“What happened?” I mumbled. I was the last one to wake up. The delouser’s effects were cumulative for sure.
“How about you tell me,” Block growled, dragging me into a seated position with my back against a wall.
“I’ve got a notion I don’t have a lot of fleas anymore. Gods, my head is killing me! Hit me and put me out again.” I meant it at the moment.
“No. I want you to get up. I want you hurting while you explain what just happened. You won’t be able to concentrate enough to bullshit me.”
“I don’t know what just happened. You were here. You were paying attention. You probably got a better look than I did.”
“Maybe I did. Maybe I didn’t. I can’t shake the feeling that there wasn’t a pea under any of the shells.”
Nausea overcame me as I tried to stand. Beer and my last meal beat me to the floor.
“Godsdammit! That just tops my whole day off, Garrett!”
I tried to climb the nearest chair. It was occupied. I gasped, “Get me some water. Wasn’t somebody supposed to go after water?” And, “What happened to him?”
The man in the chair was one of the sorcerers. His eyes were open but nobody seemed to be at home behind them.
The look was worse than the thousand-yard stare. With that you knew your guy would probably come back someday. Seeing this, you knew he wouldn’t, ever.
“I don’t know, Garrett. He seems to have turned into a vegetable. They all have. But nobody else was hurt.” He stepped carefully, avoiding my mess.
Wow. Casey must’ve done that deliberately. He wasn’t a nice guy after all. Unless he hadn’t been aware what they were and this was a by-product of them owning their talent in the wrong place at the wrong time.
Block declared, “I think their intelligence was deliberately and systematically destroyed.”
“That would make our Casey a vindictive little bastard, wouldn’t it? Completely without a sense of humor about being misused. Why do you suppose he let you and me and the rest of these guys slide? Because we’re like him, just battling the darkness the best we know how?”
“Gift horses, eh? You could be right.” He didn’t say anything for a while. I seized the opportunity to concentrate on feeling sorry for myself.
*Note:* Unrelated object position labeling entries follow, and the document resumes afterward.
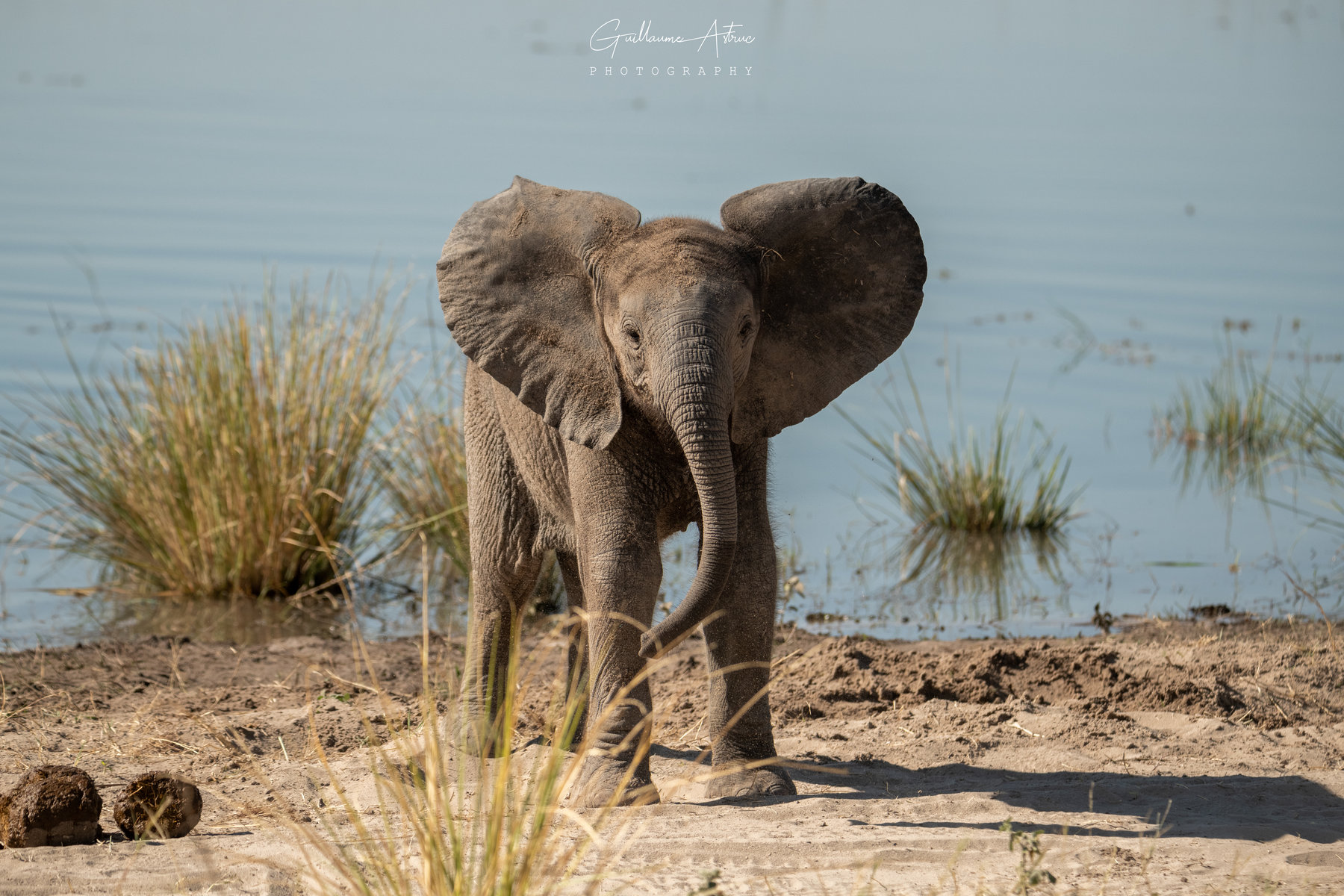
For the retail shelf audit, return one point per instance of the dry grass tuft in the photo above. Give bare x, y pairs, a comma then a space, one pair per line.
208, 465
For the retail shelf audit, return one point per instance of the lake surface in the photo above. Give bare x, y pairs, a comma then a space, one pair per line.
1100, 188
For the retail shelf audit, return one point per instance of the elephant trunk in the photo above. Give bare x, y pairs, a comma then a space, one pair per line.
698, 410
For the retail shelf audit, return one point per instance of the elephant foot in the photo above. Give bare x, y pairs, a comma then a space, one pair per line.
609, 782
735, 783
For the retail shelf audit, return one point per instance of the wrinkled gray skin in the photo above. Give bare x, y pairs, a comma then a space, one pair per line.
623, 382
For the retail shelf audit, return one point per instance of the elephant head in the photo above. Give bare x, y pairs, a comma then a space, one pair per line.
714, 335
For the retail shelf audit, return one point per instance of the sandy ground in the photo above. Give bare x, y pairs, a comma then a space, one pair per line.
1171, 758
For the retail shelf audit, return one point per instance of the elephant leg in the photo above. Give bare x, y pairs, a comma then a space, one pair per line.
577, 682
738, 645
504, 568
620, 568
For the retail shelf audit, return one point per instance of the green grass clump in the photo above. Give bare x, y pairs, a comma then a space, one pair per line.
1229, 426
231, 458
423, 477
974, 484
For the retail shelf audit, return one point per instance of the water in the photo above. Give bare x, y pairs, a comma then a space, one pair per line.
1147, 168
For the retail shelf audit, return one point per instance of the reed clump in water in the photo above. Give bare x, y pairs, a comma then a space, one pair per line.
211, 464
423, 473
974, 484
1229, 426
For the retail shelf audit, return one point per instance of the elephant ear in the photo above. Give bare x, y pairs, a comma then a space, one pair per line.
515, 287
843, 281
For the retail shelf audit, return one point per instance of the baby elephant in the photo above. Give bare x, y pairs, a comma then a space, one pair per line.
623, 383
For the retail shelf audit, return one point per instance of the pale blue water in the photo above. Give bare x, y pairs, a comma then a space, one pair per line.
1152, 168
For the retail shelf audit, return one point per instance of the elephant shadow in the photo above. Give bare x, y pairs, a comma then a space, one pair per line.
1243, 808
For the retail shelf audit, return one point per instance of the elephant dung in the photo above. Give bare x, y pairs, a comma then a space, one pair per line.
158, 806
50, 806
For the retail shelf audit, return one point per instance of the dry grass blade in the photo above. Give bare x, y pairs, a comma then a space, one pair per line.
203, 467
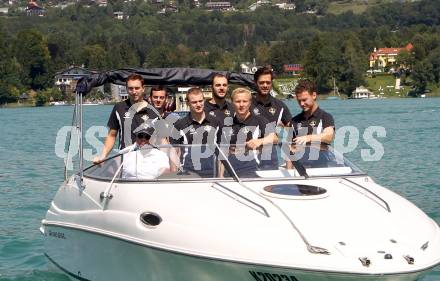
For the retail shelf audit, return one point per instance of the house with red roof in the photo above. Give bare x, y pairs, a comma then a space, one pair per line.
384, 57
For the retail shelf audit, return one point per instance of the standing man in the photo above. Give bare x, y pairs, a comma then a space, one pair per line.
122, 115
197, 128
218, 103
274, 110
248, 133
312, 124
158, 98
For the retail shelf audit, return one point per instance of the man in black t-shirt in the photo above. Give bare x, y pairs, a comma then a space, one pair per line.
120, 122
248, 133
218, 106
273, 109
312, 124
197, 128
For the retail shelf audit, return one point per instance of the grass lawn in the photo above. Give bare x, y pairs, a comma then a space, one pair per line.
385, 83
357, 7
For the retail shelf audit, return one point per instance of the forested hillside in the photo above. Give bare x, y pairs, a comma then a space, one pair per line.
33, 48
I wondered if Lastyr and Noodiss had gotten away before they gave Kip an idea for a miracle headache cure. I’d better check. Then Block told me, “I’d better have you taken home. I want you to stay inside your house until I get this sorted out. There’ll be questions. Some of you men want to get this mess cleaned up? Can’t anybody around here do something without waiting to be told?”
It didn’t seem likely. Not when everybody was preoccupied with a killer headache.
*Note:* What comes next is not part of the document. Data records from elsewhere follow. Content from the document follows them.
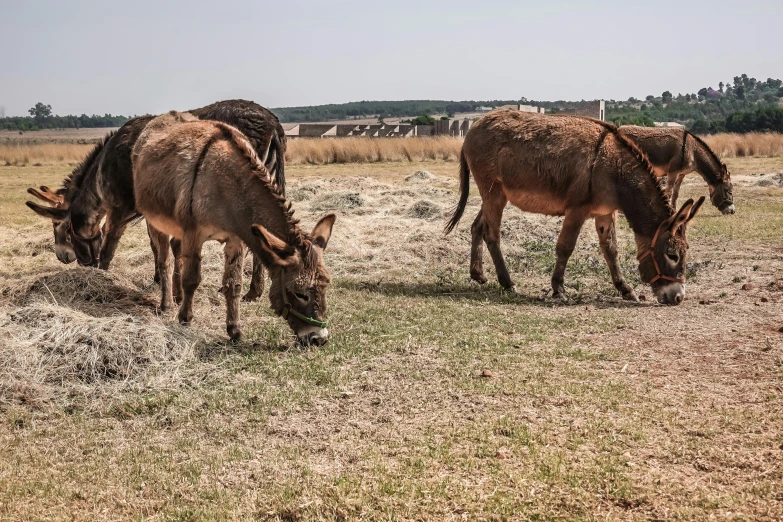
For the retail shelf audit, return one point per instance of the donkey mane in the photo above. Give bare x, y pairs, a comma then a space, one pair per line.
708, 149
260, 171
73, 182
638, 153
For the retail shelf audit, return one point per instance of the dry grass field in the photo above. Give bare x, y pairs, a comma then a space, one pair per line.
47, 150
436, 399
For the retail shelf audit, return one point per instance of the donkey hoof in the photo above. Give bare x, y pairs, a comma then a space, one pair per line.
631, 296
250, 296
479, 278
234, 333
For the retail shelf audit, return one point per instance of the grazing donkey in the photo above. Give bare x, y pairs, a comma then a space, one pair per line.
578, 168
674, 152
62, 242
201, 180
102, 186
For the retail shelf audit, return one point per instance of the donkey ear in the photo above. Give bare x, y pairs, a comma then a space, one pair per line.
276, 251
695, 209
323, 231
55, 214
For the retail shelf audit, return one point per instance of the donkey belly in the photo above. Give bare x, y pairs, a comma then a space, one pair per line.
536, 202
165, 225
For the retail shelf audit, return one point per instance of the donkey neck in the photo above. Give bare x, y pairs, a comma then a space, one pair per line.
705, 162
643, 203
86, 203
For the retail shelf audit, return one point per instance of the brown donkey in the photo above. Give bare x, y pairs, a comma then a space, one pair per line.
674, 152
102, 186
62, 241
577, 168
201, 180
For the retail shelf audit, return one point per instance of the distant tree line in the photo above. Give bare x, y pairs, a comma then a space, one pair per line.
744, 105
41, 118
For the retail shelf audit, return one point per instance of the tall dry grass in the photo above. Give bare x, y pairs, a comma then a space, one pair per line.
371, 150
730, 145
14, 154
374, 150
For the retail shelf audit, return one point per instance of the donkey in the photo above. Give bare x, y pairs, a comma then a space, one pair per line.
577, 168
201, 180
62, 241
674, 152
102, 186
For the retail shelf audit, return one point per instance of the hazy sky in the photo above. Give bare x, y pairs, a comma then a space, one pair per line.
137, 57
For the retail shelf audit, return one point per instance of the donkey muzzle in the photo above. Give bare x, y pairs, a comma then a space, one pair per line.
313, 336
671, 294
64, 254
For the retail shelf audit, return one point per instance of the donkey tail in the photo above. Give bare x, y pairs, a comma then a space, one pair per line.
280, 163
464, 191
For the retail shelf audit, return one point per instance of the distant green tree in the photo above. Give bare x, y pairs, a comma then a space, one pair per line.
424, 119
40, 111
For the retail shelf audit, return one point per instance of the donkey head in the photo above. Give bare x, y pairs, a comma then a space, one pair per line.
722, 195
86, 237
299, 280
662, 265
57, 211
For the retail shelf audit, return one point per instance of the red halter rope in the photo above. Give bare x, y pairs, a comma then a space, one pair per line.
659, 275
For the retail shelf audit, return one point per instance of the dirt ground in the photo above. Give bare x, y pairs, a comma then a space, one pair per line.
437, 399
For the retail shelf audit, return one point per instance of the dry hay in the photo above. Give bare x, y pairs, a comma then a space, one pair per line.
770, 180
419, 175
425, 209
84, 335
338, 201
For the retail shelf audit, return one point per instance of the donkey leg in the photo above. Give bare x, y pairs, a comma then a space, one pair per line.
566, 242
256, 281
176, 248
191, 275
113, 230
676, 189
492, 212
234, 253
607, 238
477, 250
154, 247
163, 266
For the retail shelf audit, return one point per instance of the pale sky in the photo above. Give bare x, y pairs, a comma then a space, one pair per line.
137, 57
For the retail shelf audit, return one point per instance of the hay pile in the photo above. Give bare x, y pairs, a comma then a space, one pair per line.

“This is bad shit, Garrett,” Block whined. “This’s real bad shit. I’ll be lucky to get out of this just losing my job.”
“Aren’t you being a little too pessimistic?” I clamped down and pushed the pain back. But not very far. “Man, you let yourself get way too impressed by people off the Hill. Did Hill people give you your job? I thought Prince Rupert did that. And what were these guys trying to pull, anyway? They were trying to cut the rest of those witch doctors up there out of the jackpot. You watch. The rest of their kind will take one quick look at the facts and figure they had it coming.”
“You do have a knack for looking on the bright side, Garrett. I sure hope it’s as easy as all that.”
First I’d heard of me being a brightside kind of guy. But what the hell, eh? If I played to that maybe Block would forget to nag me about Casey’s getaway.
I reminded the good colonel of his obligations. “I thought you were going to take me home.”